A premieré mundial do filme, dirigido por Martensen e Felipe Tomazelli, ocorreu domingo, na capital paulista no cinema da Reserva Cultural. Haverá outra exibição na próxima sexta-feira (28), às 20h, no Centro Cultural São Paulo, na rua Vergueiro, nº 1.000.
Entusiasmado com o documentário, Chico Telles promete estar presente na segunda exibição. Em fevereiro de 2013, o caderno Regional do JC contou a história do cinema de Dois Córregos conforme matéria assinada por Ricardo Santana.

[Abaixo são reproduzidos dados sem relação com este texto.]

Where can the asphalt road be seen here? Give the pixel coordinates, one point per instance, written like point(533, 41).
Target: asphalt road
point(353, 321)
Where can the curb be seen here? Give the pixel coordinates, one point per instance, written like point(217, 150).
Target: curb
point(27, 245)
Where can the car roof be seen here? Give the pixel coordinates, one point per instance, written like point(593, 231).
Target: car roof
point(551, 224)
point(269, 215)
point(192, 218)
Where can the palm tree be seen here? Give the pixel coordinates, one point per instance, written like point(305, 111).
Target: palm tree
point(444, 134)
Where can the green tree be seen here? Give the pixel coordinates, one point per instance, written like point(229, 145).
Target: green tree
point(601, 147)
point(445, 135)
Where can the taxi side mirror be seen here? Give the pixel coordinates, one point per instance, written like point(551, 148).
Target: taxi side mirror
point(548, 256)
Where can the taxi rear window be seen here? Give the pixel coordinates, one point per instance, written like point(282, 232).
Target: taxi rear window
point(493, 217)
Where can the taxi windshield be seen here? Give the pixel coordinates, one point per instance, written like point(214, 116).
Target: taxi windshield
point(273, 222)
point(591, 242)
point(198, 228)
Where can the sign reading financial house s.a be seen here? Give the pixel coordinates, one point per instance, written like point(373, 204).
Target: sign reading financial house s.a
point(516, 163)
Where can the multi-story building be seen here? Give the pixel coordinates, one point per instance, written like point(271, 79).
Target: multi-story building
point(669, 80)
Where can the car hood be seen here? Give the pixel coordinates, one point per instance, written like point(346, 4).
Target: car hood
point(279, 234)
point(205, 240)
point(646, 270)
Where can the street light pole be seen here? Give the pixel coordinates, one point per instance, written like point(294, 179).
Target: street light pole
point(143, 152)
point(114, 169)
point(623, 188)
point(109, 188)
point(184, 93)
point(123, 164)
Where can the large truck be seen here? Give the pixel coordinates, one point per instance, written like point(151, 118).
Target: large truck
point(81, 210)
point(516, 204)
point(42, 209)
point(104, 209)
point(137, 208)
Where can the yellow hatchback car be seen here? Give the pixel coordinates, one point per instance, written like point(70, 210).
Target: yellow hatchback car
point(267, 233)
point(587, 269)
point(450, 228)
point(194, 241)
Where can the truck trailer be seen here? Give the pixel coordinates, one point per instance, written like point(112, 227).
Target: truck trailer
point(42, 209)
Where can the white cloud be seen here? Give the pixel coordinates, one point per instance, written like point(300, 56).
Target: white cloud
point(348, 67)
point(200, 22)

Em maio de 2014, o cinema foi interditado pela Justiça por falta de alvará do Corpo de Bombeiros. Daí começa uma luta para reformar o prédio.
Chico Telles chegou a vender propriedade e com o dinheiro levantado iniciar a recuperação do prédio. Teve que trocar o forro de madeira por PVC, portas de saída de emergência com barras anti-pânico, para-raios, novas instalações elétricas, verniz anti-chama, corrimão, extintores, recuperação do telhado, portas banheiros, novo projetor de 35 mm etc.
Quando o JC esteve no Centro Cultural, as instalações ainda eram antigas. Como dono da sala, o próprio Chico Telles era projecionista. O cinema pertenceu ao pai que adquiriu as instalações em 1940.
Na sinopse do documentário é retratada que a sala, que já teve diversos nomes, mortes e ressurreições, é o símbolo vivo da passagem do projetor a carvão ao digital, da resistência diante da TV e do videocassete. O próprio Chico Telles conta que viu de perto toda essa evolução e resistiu bravamente para manter aberta a sala. Hoje o prédio é alugado pela prefeitura e leva o nome de Centro Cultural "Nilson Prado Telles", mantendo uma programação de filmes, principalmente do Ponto MIS (Museu da Imagem do Som) ligado à Secretaria Estadual de Cultura.
Além das barreiras
Chico Telles contou ao JC que enfrentou tantas dificuldades como convencer a mulher de que valia a pena fazer o investimento no prédio. As filmagens do documentário foram feitas em Dois Córregos no período de de janeiro a agosto de 2015. O Centro Cultural foi reformado e ganhou novos equipamentos como projetor de 35 mm e projetor digital não profissional. "É gratificante saber que o filme foi um sucesso no último domingo. Aplaudiram de pé", contou Chico Telles. Na avaliação do crítico da Folha de S.Paulo Cássio Starling Carlos o documentário de 78 minutos é muito bom.